Users, Teams, User Roles and Permissions
In this post of our Octopus Deep Dive Series, we’re covering users, teams and user roles. I’ve learned that out of all the topics within Octopus Deploy, user management and permissions can be daunting depending on how customized you want your configuration. It took me some time to figure out how best to leverage security for a large number of teams using one customized security model. With any luck, I can save you some time and give you some new ideas to incorporate into your security model within Octopus Deploy.
Octopus’s user management is quite simple; customization and permissions is tricky. So let’s start with simple – Octopus Deploy supports two authentication modes: Active Directory or local Username/Password. In my experience, I’ve only dealt with Active Directory, but suffice to say, the concept of local is similar to Active Directory only using the local RavenDB as storage for accounts. The big bonus with Active Directory of course is you have Active Directory Groups at your disposal. That said, regardless which mode you choose within Octopus, it’s fairly simple and straightforward. You have users. You have teams which has one or more user roles associated with projects and environments. That’s fairly straightforward.
But what about differentiating levels of access or only allowing a certain Active Directory group or user to deploy to a specific environment? What about controlling access to viewing or editing variables for a select group of users? Luckily, Octopus can do it all and there are tools within the UI to help you out. Keep in mind that a lot of experimentation may be required on your part to get what you want but know that nearly any configuration you can concoct, Octopus can implement.
For more complex configurations, it’s not as intuitive as user management. In Octopus, customizing user/group access is cumbersome, but achievable. Understanding that teams can represent users, active directory groups, any number of projects, environments and (user) roles both built-in or your custom roles, you’re effectively juggling five major components as a single unit. And while the team concept may seem relatively intuitive, the ability to create roles (aka permissions) to apply at a broad or granular level requires planning.

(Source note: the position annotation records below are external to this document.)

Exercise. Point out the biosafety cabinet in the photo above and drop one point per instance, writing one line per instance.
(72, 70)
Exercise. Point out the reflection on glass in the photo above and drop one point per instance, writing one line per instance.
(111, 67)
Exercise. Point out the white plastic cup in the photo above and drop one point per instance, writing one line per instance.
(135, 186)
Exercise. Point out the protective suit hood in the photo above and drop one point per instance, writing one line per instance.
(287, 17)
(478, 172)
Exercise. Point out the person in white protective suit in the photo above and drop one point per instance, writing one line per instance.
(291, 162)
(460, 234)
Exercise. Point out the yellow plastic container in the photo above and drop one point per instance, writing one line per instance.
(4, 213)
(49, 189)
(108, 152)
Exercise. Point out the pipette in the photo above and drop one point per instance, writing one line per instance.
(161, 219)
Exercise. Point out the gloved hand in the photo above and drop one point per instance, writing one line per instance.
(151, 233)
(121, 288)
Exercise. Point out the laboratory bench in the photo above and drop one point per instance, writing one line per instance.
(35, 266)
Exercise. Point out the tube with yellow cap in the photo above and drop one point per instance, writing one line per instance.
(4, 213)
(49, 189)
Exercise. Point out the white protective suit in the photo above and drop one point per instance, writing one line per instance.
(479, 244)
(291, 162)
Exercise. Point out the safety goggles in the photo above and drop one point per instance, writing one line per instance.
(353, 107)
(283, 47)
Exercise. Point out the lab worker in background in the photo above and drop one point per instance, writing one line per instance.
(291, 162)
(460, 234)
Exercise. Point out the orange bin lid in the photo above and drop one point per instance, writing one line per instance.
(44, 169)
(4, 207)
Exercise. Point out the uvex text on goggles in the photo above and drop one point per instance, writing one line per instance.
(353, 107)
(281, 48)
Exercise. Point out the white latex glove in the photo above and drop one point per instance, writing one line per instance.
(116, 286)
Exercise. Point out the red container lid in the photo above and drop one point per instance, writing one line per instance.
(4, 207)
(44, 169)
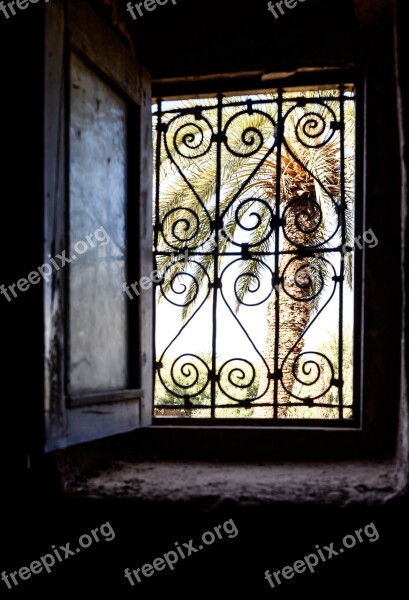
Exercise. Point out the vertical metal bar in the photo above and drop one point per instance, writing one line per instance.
(280, 134)
(342, 273)
(216, 251)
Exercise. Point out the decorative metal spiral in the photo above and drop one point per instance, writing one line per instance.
(180, 227)
(179, 282)
(190, 139)
(317, 376)
(258, 285)
(189, 374)
(249, 209)
(238, 376)
(302, 218)
(315, 129)
(303, 281)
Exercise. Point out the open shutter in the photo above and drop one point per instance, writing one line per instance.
(98, 177)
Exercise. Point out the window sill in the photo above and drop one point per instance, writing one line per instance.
(336, 483)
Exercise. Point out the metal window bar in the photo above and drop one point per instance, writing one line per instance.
(255, 193)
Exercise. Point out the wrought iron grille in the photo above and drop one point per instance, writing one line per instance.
(253, 226)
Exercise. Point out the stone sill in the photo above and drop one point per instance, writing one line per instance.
(336, 483)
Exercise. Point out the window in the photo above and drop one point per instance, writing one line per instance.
(255, 209)
(98, 182)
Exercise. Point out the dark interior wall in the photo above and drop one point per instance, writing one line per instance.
(269, 537)
(21, 241)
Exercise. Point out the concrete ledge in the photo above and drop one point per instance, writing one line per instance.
(341, 483)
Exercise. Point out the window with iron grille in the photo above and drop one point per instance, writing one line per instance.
(255, 214)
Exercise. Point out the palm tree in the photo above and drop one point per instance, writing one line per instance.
(298, 180)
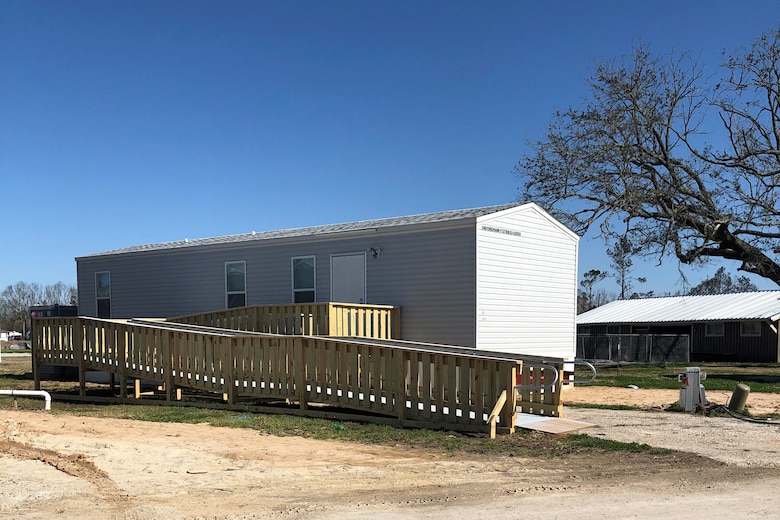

Note, there are two (system) teams that are built-in. The Octopus Administrators and Everyone teams. The Octopus Administrators team is fairly obvious. For those who want to be able to administer the Octopus server, enter the user or Active Directory group into this team. Octopus Administrators have the “System Administrator” role applied to the team. The Everyone team automatically hosts all users that have logged into the system. There’s really no immediate use for it unless you want to apply global rights or restrictions to everyone equally.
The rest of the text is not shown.